Juventus took an early lead before Francesco Totti — the local soccer god, whose name and No. 10 are on the vast majority of Roma jerseys worn by fans — scored twice in a six-minute span to give Roma the lead. Each goal was met by wide celebration — I was pounded on the back, expected to high-five everyone around me, and was hugged by the vision-impaired fan, white cane in hand and radio in ear, sitting immediately next to me — while the Juve fans, who had their own wild celebration earlier, sat in sullen silence.
That 2-1 lead held at halftime. There was one more wild celebration by the Romanistas — when Juve standout Alessandro Del Piero sailed a penalty kick far over the crossbar, but it turned out to be the Juventus fans that had the last chance to roar. With three minutes left, Vincenzo Iaquinta scored the equalizer, and the game ended at 2-2.
So the game was good. The atmosphere was electric, and the fans — relatively speaking — were on good behavior, with only a couple of smoke bombs, a handful of cherry bombs, and no brawling or arrests, to the best of my knowledge.
If Major League Soccer could find a way to import that atmosphere, everyone would care about the sport.
Of course, everyone has to care to have an atmosphere like that. So for a while, you're going to have to travel — to Italy, or England, or Spain — to really find out what the game can be like.
I'm glad I did it.

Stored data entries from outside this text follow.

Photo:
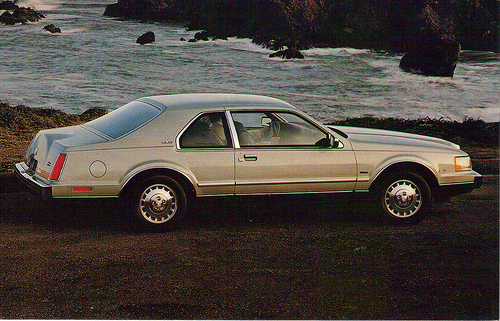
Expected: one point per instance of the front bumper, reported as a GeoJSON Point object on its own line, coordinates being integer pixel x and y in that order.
{"type": "Point", "coordinates": [444, 192]}
{"type": "Point", "coordinates": [27, 177]}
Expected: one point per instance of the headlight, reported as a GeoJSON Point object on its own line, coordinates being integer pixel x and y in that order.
{"type": "Point", "coordinates": [462, 163]}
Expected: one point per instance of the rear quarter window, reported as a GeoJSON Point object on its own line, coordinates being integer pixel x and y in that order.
{"type": "Point", "coordinates": [125, 119]}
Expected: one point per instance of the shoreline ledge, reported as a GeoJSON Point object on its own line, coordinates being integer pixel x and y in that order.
{"type": "Point", "coordinates": [480, 139]}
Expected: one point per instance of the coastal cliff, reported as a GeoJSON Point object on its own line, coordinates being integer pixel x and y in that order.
{"type": "Point", "coordinates": [379, 24]}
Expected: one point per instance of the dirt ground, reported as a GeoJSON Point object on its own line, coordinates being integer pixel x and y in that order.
{"type": "Point", "coordinates": [279, 258]}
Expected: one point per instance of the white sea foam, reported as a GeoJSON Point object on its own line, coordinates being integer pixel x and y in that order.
{"type": "Point", "coordinates": [97, 63]}
{"type": "Point", "coordinates": [337, 52]}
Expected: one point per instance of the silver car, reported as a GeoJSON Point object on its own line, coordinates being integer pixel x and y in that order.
{"type": "Point", "coordinates": [158, 154]}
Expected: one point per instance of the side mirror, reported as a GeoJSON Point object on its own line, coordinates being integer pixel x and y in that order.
{"type": "Point", "coordinates": [329, 141]}
{"type": "Point", "coordinates": [266, 121]}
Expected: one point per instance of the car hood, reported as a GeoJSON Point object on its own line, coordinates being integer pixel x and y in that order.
{"type": "Point", "coordinates": [367, 138]}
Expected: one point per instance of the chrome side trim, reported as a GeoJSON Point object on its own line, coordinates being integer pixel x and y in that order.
{"type": "Point", "coordinates": [315, 181]}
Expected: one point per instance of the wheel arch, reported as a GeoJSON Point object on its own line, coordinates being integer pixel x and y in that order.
{"type": "Point", "coordinates": [407, 166]}
{"type": "Point", "coordinates": [138, 177]}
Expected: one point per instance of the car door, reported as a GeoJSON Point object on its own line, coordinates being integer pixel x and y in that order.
{"type": "Point", "coordinates": [206, 149]}
{"type": "Point", "coordinates": [286, 153]}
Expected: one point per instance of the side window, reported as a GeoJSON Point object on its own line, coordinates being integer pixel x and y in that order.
{"type": "Point", "coordinates": [207, 131]}
{"type": "Point", "coordinates": [275, 129]}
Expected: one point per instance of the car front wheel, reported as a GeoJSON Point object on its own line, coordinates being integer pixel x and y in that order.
{"type": "Point", "coordinates": [159, 203]}
{"type": "Point", "coordinates": [404, 198]}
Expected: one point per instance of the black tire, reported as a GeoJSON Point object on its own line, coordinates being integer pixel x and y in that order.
{"type": "Point", "coordinates": [158, 203]}
{"type": "Point", "coordinates": [403, 198]}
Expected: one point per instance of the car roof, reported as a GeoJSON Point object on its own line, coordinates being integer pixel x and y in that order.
{"type": "Point", "coordinates": [214, 101]}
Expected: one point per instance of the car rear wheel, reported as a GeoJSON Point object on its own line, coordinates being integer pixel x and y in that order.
{"type": "Point", "coordinates": [159, 202]}
{"type": "Point", "coordinates": [404, 198]}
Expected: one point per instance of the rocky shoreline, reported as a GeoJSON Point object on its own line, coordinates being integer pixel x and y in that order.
{"type": "Point", "coordinates": [430, 33]}
{"type": "Point", "coordinates": [19, 124]}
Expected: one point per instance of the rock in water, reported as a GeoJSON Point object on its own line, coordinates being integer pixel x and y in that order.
{"type": "Point", "coordinates": [431, 48]}
{"type": "Point", "coordinates": [289, 53]}
{"type": "Point", "coordinates": [52, 29]}
{"type": "Point", "coordinates": [148, 37]}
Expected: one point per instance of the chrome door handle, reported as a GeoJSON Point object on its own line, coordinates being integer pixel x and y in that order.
{"type": "Point", "coordinates": [250, 158]}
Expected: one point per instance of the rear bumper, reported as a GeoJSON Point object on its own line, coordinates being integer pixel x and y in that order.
{"type": "Point", "coordinates": [35, 186]}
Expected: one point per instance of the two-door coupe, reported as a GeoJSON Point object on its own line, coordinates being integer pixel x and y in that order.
{"type": "Point", "coordinates": [160, 153]}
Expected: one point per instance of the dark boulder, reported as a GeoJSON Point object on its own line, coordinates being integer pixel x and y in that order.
{"type": "Point", "coordinates": [20, 15]}
{"type": "Point", "coordinates": [148, 37]}
{"type": "Point", "coordinates": [201, 35]}
{"type": "Point", "coordinates": [430, 46]}
{"type": "Point", "coordinates": [440, 62]}
{"type": "Point", "coordinates": [8, 5]}
{"type": "Point", "coordinates": [52, 29]}
{"type": "Point", "coordinates": [289, 53]}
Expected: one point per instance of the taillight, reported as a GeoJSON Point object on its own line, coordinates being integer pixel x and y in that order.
{"type": "Point", "coordinates": [57, 169]}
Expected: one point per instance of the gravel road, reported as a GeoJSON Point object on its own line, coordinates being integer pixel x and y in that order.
{"type": "Point", "coordinates": [279, 258]}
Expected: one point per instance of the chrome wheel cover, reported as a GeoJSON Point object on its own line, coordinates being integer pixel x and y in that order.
{"type": "Point", "coordinates": [402, 199]}
{"type": "Point", "coordinates": [158, 203]}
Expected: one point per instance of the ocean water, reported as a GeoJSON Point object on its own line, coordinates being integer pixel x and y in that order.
{"type": "Point", "coordinates": [95, 62]}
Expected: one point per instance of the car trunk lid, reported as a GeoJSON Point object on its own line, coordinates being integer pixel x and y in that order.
{"type": "Point", "coordinates": [47, 146]}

I hope to do it again sometime.
"Next time," said the hotel clerk, "you should come for the Derby." That would be the intracity rivalry between Roma and Lazio.
Considering that a 2004 meeting between the two was called because of a bottle-throwing riot, I'm not sure I'm quite ready for that much atmosphere yet.

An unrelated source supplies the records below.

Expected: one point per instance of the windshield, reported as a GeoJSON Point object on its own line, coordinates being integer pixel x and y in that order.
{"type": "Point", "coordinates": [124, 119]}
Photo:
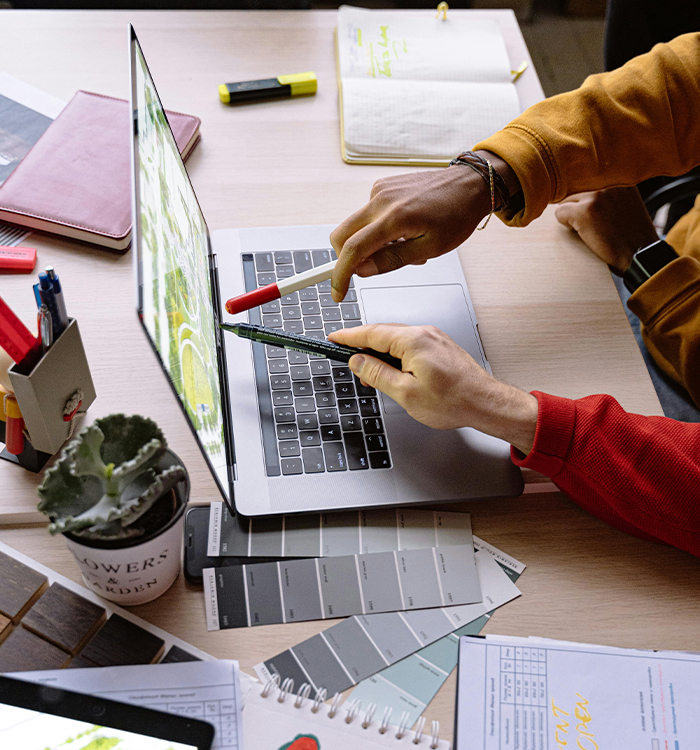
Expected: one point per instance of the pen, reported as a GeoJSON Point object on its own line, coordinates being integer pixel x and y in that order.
{"type": "Point", "coordinates": [274, 337]}
{"type": "Point", "coordinates": [45, 327]}
{"type": "Point", "coordinates": [48, 298]}
{"type": "Point", "coordinates": [17, 259]}
{"type": "Point", "coordinates": [279, 289]}
{"type": "Point", "coordinates": [15, 337]}
{"type": "Point", "coordinates": [14, 425]}
{"type": "Point", "coordinates": [58, 294]}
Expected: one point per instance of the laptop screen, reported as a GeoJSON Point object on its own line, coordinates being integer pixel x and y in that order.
{"type": "Point", "coordinates": [172, 256]}
{"type": "Point", "coordinates": [34, 730]}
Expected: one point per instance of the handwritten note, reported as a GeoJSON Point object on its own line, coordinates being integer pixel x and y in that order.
{"type": "Point", "coordinates": [416, 87]}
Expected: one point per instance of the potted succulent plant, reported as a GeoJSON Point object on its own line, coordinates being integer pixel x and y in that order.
{"type": "Point", "coordinates": [118, 496]}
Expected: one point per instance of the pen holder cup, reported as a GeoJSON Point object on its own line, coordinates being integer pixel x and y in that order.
{"type": "Point", "coordinates": [44, 394]}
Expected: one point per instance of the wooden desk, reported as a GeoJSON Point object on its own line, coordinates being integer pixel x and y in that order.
{"type": "Point", "coordinates": [549, 315]}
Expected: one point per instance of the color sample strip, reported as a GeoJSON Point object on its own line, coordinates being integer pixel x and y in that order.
{"type": "Point", "coordinates": [334, 534]}
{"type": "Point", "coordinates": [410, 684]}
{"type": "Point", "coordinates": [356, 648]}
{"type": "Point", "coordinates": [317, 588]}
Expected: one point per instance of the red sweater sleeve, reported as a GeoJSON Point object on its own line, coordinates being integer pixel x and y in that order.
{"type": "Point", "coordinates": [639, 474]}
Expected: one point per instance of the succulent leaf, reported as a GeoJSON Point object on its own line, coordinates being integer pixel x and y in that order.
{"type": "Point", "coordinates": [64, 494]}
{"type": "Point", "coordinates": [107, 479]}
{"type": "Point", "coordinates": [124, 436]}
{"type": "Point", "coordinates": [86, 453]}
{"type": "Point", "coordinates": [161, 484]}
{"type": "Point", "coordinates": [103, 511]}
{"type": "Point", "coordinates": [125, 473]}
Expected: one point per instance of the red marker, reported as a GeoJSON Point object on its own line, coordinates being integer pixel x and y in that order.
{"type": "Point", "coordinates": [279, 289]}
{"type": "Point", "coordinates": [17, 259]}
{"type": "Point", "coordinates": [15, 337]}
{"type": "Point", "coordinates": [14, 424]}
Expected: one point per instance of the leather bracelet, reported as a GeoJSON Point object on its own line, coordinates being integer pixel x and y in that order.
{"type": "Point", "coordinates": [491, 176]}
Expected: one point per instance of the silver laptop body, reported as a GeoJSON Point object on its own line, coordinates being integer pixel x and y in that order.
{"type": "Point", "coordinates": [282, 432]}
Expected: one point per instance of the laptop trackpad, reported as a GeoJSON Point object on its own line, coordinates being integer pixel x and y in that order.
{"type": "Point", "coordinates": [443, 305]}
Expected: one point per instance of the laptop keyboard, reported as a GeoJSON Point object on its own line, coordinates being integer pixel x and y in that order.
{"type": "Point", "coordinates": [316, 416]}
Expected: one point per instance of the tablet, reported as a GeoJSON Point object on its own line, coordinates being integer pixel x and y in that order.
{"type": "Point", "coordinates": [39, 717]}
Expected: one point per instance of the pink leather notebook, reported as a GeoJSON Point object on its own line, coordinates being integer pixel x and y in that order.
{"type": "Point", "coordinates": [76, 179]}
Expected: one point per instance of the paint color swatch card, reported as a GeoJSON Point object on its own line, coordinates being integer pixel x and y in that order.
{"type": "Point", "coordinates": [320, 588]}
{"type": "Point", "coordinates": [410, 684]}
{"type": "Point", "coordinates": [299, 723]}
{"type": "Point", "coordinates": [356, 648]}
{"type": "Point", "coordinates": [530, 692]}
{"type": "Point", "coordinates": [334, 534]}
{"type": "Point", "coordinates": [206, 690]}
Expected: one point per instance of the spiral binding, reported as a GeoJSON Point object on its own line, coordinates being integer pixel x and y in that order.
{"type": "Point", "coordinates": [352, 711]}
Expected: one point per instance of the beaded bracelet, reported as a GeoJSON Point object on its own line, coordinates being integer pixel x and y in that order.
{"type": "Point", "coordinates": [491, 177]}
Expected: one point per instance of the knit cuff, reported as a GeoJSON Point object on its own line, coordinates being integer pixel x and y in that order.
{"type": "Point", "coordinates": [556, 420]}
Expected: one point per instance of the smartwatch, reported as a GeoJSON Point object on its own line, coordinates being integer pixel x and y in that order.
{"type": "Point", "coordinates": [646, 262]}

— Contact Star columnist David Lassen at dlassen@VenturaCountyStar.com.





Posted by awoooooooo on October 2, 2007 at 8:50 a.m. (Suggest removal)

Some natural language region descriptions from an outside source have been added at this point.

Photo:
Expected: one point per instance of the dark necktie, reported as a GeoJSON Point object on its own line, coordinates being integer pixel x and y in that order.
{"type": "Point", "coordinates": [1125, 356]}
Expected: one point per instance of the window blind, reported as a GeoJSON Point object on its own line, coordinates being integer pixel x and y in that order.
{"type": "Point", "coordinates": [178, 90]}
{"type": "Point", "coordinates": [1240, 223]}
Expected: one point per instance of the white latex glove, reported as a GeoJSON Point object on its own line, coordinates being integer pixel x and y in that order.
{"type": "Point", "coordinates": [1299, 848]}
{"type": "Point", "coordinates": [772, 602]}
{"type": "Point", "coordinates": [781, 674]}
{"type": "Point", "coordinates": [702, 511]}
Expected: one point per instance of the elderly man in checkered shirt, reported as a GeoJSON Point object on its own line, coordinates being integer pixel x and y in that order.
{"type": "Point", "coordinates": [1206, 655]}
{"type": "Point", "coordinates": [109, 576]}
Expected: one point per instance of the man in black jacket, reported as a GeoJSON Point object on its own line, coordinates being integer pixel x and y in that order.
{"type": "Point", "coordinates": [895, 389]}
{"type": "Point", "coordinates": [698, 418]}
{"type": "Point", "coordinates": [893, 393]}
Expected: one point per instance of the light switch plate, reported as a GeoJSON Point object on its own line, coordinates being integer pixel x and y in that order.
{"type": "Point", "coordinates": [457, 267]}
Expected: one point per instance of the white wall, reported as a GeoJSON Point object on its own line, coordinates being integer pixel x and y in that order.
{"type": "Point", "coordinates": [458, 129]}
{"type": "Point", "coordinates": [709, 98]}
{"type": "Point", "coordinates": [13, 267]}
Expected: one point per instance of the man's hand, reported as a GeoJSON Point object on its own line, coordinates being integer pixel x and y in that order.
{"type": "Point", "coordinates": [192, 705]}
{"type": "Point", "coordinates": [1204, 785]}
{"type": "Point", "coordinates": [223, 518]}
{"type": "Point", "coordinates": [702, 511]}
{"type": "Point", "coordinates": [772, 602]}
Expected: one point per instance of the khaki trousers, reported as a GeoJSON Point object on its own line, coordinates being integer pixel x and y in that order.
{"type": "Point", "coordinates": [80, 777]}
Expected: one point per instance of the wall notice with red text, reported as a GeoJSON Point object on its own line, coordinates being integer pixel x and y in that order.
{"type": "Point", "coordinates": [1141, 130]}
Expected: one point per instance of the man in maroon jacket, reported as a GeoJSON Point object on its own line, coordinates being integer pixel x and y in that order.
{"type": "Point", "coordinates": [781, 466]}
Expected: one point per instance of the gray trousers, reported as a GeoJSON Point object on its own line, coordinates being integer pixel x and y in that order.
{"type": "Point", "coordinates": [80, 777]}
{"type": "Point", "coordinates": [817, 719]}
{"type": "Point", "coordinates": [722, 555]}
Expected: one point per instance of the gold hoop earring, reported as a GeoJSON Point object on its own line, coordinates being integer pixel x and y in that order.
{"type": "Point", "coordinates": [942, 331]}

People say Americans don't care about soccer. That is wrong. They do care about soccer...Serie A, La Liga, and EPL soccer. They do not follow the MLS. It would be very interesting to see what ratings the Fox Soccer Channel gets for EPL and Serie A games and what GOL gets for La Liga games. I would bet they get very good ratings for cable television. Ray Hudson, who is the color announcer for GOL is the funniest and best color announcer around. If ESPN and ABC hired this guy to announce American games, people would start watching just to be entertained by him. Just Wikipedia his name and look at his list of one-liners.
Until the MLS can produce a better quality game (I would guess the MLS teams are equal to the second division teams in England), American's wont take notice of it. But they will continue to take notice of EPL, Serie A, and La Liga. Heck, when the LA Colesium has 92,000 plus for Barcelona when they came to town last year, that shows something.